The last suicide by an inmate at OPP appears to have been the September 2013 death of Clifton Morgan, 28, who also had asked to be removed from his assigned tier and later was found unresponsive in a holding cell, having hanged himself.
During Gusman’s tenure, the jail has seen a previous case of an inmate hanging himself with a telephone cord. That was the August 2007 death of Julio Sotres, 43, an Algiers construction worker who, like Miller, had been accused of aggravated rape.
Miller’s mother, Pamela, issued a statement saying her “entire family is in shock and horrified at the news” of his death.

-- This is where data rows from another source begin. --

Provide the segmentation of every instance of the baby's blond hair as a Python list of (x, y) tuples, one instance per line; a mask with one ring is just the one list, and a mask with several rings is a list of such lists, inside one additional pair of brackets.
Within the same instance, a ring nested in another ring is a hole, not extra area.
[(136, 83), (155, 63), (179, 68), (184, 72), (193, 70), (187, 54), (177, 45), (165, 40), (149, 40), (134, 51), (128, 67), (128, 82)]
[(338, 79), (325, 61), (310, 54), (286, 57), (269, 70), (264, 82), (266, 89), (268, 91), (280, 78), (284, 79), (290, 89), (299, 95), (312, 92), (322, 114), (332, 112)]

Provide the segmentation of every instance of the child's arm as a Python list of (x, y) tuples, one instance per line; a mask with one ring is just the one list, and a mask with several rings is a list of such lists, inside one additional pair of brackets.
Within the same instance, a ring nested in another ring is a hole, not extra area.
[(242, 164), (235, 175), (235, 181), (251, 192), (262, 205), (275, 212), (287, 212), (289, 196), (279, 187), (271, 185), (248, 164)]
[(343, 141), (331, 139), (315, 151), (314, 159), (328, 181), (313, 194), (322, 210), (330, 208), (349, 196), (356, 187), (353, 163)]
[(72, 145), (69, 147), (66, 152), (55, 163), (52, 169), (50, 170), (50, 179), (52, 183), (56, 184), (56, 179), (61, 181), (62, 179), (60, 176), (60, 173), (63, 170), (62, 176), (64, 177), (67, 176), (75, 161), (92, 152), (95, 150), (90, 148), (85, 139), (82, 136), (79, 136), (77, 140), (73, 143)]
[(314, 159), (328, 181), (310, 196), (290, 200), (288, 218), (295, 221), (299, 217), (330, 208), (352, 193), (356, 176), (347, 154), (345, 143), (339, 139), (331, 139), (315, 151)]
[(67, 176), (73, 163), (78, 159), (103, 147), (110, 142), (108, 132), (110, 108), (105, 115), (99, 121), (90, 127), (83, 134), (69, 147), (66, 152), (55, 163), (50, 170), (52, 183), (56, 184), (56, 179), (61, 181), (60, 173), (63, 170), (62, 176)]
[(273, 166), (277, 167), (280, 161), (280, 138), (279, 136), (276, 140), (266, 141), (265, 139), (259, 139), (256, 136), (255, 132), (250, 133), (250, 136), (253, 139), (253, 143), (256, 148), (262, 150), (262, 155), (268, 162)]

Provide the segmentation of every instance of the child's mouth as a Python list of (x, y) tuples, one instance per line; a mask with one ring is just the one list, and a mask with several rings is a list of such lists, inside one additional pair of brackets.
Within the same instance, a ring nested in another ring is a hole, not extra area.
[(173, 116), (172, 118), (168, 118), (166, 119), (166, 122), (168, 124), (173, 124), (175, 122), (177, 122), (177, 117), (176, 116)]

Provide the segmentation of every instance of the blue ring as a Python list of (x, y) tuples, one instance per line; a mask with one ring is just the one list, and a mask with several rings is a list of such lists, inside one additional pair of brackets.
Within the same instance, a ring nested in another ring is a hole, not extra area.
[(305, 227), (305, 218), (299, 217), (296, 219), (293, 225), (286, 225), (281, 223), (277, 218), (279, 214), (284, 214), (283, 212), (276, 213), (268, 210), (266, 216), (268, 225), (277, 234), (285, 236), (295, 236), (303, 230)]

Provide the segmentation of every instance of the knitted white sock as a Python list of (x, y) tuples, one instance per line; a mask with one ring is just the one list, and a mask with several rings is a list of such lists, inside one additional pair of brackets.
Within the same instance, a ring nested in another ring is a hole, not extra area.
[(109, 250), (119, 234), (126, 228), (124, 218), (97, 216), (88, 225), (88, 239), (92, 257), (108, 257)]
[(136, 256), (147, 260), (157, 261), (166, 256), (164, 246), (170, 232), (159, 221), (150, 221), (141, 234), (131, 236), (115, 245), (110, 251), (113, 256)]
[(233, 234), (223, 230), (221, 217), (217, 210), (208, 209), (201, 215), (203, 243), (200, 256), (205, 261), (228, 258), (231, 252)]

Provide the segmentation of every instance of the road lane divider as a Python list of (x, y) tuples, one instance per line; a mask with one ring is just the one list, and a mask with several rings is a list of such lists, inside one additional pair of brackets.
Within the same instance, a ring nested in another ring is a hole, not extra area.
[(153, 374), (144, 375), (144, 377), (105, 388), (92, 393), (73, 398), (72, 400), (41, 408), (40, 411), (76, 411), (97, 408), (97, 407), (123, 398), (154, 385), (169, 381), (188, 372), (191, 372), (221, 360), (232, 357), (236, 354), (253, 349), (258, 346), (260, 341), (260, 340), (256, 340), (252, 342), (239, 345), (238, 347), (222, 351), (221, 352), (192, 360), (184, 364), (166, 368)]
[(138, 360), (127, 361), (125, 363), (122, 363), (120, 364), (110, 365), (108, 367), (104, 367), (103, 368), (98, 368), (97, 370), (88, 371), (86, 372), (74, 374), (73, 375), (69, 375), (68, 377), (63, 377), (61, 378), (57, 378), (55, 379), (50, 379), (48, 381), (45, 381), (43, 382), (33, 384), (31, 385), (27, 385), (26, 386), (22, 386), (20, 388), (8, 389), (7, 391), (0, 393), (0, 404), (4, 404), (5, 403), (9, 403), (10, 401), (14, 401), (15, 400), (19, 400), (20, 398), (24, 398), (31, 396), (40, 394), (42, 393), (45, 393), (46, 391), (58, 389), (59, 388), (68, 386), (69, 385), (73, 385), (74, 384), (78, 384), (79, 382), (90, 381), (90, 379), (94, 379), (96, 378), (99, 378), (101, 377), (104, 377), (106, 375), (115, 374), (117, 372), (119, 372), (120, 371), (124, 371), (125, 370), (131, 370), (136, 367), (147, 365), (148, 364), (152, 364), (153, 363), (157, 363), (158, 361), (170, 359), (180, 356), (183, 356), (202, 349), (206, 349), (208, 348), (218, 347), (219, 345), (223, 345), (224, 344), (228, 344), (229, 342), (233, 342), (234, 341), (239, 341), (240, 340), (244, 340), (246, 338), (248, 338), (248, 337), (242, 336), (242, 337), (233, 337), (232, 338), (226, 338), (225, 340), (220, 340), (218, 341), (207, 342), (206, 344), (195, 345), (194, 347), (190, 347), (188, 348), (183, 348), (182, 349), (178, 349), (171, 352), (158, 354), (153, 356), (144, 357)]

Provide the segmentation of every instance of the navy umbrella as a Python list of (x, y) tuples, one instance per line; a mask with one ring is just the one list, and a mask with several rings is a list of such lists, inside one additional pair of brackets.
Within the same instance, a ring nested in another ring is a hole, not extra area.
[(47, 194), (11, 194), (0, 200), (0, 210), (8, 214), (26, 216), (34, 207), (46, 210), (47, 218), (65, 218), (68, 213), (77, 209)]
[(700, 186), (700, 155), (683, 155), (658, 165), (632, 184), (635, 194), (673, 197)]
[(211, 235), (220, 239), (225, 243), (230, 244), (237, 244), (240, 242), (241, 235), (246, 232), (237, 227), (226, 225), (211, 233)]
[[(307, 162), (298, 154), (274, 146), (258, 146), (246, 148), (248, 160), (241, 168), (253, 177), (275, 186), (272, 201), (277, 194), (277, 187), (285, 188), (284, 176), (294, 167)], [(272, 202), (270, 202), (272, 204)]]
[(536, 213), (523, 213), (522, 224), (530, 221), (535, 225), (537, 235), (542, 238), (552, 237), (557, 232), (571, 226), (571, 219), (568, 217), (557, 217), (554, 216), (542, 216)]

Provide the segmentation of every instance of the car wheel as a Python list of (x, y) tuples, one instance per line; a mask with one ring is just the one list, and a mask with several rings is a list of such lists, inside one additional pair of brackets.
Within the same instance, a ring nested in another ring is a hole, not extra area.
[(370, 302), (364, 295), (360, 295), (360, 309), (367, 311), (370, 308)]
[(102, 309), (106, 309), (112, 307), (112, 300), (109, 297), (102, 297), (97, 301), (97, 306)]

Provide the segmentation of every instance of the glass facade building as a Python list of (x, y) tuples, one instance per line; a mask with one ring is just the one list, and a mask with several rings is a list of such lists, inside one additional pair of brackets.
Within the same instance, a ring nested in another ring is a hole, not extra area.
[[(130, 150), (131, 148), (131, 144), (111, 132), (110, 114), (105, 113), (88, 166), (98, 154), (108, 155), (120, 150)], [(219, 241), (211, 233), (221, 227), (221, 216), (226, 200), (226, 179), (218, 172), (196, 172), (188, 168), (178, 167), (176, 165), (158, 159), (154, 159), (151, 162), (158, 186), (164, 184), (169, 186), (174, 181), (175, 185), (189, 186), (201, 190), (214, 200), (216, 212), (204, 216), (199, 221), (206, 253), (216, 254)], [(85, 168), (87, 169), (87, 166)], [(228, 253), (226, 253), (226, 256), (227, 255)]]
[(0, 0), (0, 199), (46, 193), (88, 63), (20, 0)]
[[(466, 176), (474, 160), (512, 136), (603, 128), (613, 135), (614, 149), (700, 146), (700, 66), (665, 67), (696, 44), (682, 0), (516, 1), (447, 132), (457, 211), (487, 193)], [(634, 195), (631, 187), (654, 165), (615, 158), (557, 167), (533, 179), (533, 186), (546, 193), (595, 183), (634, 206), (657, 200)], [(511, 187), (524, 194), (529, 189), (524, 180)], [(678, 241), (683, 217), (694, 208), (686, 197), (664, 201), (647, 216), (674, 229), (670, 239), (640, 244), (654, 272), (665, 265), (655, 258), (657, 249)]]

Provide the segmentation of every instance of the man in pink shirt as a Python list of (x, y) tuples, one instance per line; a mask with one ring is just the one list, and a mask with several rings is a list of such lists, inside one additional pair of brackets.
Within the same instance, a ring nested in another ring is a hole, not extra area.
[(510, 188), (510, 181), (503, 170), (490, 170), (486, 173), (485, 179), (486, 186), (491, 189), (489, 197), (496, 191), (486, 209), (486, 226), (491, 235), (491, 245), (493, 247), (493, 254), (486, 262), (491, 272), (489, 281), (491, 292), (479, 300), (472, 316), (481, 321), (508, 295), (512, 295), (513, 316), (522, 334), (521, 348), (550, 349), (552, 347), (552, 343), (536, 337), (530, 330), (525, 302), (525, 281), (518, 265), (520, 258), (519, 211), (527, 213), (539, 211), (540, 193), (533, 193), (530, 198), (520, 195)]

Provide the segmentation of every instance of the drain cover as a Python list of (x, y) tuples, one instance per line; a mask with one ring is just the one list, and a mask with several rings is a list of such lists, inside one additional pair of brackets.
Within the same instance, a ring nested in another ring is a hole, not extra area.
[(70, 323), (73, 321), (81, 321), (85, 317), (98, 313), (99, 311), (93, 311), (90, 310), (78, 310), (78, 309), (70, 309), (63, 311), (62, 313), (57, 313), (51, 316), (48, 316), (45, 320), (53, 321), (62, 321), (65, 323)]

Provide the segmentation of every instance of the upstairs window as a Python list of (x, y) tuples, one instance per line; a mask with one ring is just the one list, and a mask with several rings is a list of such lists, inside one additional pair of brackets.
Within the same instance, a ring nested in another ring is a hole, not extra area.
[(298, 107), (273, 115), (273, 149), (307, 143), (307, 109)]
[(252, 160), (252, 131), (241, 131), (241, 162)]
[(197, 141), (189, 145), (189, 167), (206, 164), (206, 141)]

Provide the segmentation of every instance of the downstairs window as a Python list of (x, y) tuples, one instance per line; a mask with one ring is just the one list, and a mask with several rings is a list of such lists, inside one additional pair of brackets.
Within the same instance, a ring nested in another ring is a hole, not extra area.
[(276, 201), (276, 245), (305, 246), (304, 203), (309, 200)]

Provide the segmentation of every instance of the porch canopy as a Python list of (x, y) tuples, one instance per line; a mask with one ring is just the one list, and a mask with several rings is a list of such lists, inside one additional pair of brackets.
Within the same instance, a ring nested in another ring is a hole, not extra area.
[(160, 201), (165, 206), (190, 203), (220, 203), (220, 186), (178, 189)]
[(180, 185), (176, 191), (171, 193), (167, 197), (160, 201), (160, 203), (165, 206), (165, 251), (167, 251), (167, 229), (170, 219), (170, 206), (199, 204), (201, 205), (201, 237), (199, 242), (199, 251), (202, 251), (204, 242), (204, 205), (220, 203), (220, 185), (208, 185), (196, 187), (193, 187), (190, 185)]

She said in an interview this week that her son had seemed upbeat despite his incarceration and that he showed no signs of depression.
“We do not understand why the people responsible for his care and safety failed to protect him. Instead, they put him in a place of danger, and he lost his life,” Pamela Miller said.
“We are determined to find out the truth of what happened to Ryan and to do whatever we can to make sure that this doesn’t happen to anyone else’s child.”
Africk’s concerns were echoed at Thursday’s hearing by Dr. Raymond F. Patterson, the expert appointed to oversee mental health care of OPP inmates. Patterson, who had yet to review any medical records or incident reports related to Miller’s death, stressed that inmates “should be directly observed” once deputies identify a need for a mental health assessment.
“I don’t understand how that may have been able to happen,” he said, referring to the inmate’s placement in the attorney room.
Even the experts most familiar with the jail reforms could not answer when Laura Coon, an attorney with the Justice Department, asked whether there is a policy at OPP for “how to observe and where to house someone who has been identified as in need of a mental health assessment or someone who is potentially suicidal.”
“That needs to be discussed,” Africk said.
It also was not clear which jail staffers would undergo suicide-prevention training that’s expected to be offered next month.
Blake Arcuri, an attorney for Gusman, said Miller’s death is being investigated by the sheriff’s Investigative Services Bureau.
In other developments, Mayor Mitch Landrieu’s administration agreed to continue funding — under protest — an $83 million contract Gusman awarded last year to Correct Care Solutions, a company hired to provide medical and mental health care to inmates at OPP.
The city, which must pay for inmate care under state law, had refused to pay the company because it contends the contract was illegally brokered by Gusman without city input. City Attorney Sharonda Williams has asked Africk to terminate the contract, a request that will require an evidentiary hearing in coming weeks.
Susan McCampbell, the corrections expert appointed to monitor Gusman’s progress on achieving the mandated reforms, told Africk the sheriff intends to hire a new chief corrections deputy by April 3.